Image via Telegraph.

Human eye color is a pretty strange thing – it’s an inherited trait influenced by more than one gene. These genes cause  small changes in the genes themselves and in neighboring genes, and we actually don’t know all the genes responsible for eye color. With ranges from light blue to dark brown, you can tell a lot by a person just by looking at his iris color, perhaps even if he’s more likely to become an alcoholic.

The researchers noticed the link after studying the eye colour of 1,263 European Americans who had been diagnosed with alcohol dependence. They found that on average, people with lighter shades of eye color were more likely to become alcoholics than the ones with brown eyes; individuals with blue eyes actually had the highest rates. Even after correcting for variables such as age, gender and background, the differences still remained.

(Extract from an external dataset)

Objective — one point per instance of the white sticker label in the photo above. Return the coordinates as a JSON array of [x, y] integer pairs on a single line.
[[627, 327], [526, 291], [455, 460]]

“This suggests an intriguing possibility – that eye colour can be useful in the clinic for alcohol dependence diagnosis,” one of the lead researchers, Arivis Sulovari, said in a press release.

Of course, the problem here is that correlation doesn’t imply causality – in other words, just because two things happen in common doesn’t mean that one is causing the other – and that’s a major issue. That’s why before jumping to conclusion, researchers want to replicate the results. But even if they do, it still doesn’t imply causality. For that, they need to find a genetic or environmental cause, and they have a hunch it might be genetic.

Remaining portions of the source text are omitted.